欧州

2024.09.16 09:00

ロシア軍の名うてのドローン操縦士、肉弾突撃に投入され死亡か 指揮官の腐敗告発

ウクライナ軍のFPV(一人称視点)ドローン操縦士は最近、空中でロシア軍の監視ドローンもよく落とし始めているが、これにはそれなりの理由がある。この種の空中戦は、必要とされる状況認識や精度の関係ですこぶる難しい。空中目標に対するドローンでの攻撃は、操縦士がきわめて熟練しているからこそ可能なのだ(編集注:ウクライナ軍は一方で、自動誘導など自律性の高い迎撃FPVドローンも使い始めているとみられている)。

これに対して、ロシア軍がドローン対ドローンの格闘戦で敵ドローンを撃墜したという事例ははるかに少ない。

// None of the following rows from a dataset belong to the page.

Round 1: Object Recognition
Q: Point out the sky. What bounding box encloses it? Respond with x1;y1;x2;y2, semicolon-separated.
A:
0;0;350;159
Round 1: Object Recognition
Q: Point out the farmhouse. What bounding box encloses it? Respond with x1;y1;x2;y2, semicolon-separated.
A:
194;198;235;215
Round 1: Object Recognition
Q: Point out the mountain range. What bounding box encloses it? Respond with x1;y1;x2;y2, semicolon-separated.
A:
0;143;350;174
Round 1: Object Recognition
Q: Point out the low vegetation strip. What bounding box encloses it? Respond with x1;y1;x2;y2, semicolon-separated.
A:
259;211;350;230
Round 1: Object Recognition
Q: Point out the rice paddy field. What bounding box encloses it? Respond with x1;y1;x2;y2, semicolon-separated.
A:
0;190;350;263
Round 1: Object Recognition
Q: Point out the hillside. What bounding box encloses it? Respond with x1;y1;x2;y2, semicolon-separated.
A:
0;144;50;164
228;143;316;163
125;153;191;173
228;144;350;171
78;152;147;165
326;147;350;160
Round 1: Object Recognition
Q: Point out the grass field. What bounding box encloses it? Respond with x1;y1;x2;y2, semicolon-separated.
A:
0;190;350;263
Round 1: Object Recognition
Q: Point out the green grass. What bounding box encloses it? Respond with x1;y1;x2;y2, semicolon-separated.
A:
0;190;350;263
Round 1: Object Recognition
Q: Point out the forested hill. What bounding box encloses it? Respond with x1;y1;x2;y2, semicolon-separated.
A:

全体的に、ドローン操縦士の技量レベルがウクライナ側よりも低いことが一因なのは間違いない。そしてその低さは、リサコフスキーのように経験豊かな操縦士をロシア軍が浪費していることが原因かもしれない。

リサコフスキーはもともと、「ドネツク人民共和国」と名乗る組織の軍隊で戦っており、2022年2月にロシアがウクライナで拡大した戦争の初期に、この軍隊はロシア軍に吸収された。死亡報告のあった当時、ドネツク州のアウジーウカ─ポクロウシク軸に配置されているロシア陸軍第87独立狙撃連隊に所属していた。

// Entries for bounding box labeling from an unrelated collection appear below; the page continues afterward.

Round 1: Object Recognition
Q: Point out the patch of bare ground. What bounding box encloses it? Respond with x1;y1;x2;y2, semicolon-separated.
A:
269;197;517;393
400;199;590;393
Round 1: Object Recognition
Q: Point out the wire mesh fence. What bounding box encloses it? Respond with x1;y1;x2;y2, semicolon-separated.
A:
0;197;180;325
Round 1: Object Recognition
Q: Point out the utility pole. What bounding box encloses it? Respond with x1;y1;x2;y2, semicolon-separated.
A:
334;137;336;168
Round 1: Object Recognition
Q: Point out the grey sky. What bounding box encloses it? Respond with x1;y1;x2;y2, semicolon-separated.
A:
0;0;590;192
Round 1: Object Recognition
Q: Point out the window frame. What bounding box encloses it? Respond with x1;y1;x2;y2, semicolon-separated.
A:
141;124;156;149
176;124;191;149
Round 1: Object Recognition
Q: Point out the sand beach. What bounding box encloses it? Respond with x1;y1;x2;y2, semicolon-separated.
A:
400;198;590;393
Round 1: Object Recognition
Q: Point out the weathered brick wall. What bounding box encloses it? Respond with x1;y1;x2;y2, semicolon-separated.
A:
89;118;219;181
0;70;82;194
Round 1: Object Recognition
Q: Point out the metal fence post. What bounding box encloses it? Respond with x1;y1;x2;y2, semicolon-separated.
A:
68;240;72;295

エストニアのアナリスト、WarTranslatedが紹介・翻訳しているロシア側情報源によれば、リサコフスキーは第87連隊内で長距離ドローン偵察チームを自発的に結成した。彼のチームはこれまでに相当な数のウクライナ軍車両の位置を特定し、それには貴重な高機動ロケット砲システム(HIMARS)も含まれるという。

だが、有能なドローン操縦士としてのリサコフスキーの評判も、第87連隊の新たな指揮官にイーゴリ・プジクが就いたあとには彼を救うことにならなかった。プジクはリサコフスキーのドローンチームを解散させ、操縦士たちを歩兵小隊に配置転換したとされる。

最後の動画のなかで、リサコフスキーはプジクの無能さを非難するにとどまらず、彼の腐敗や反逆行為も告発し、プジクについて、西側当局者に情報を流しているというあるロシア人の「影響下にある」と主張している。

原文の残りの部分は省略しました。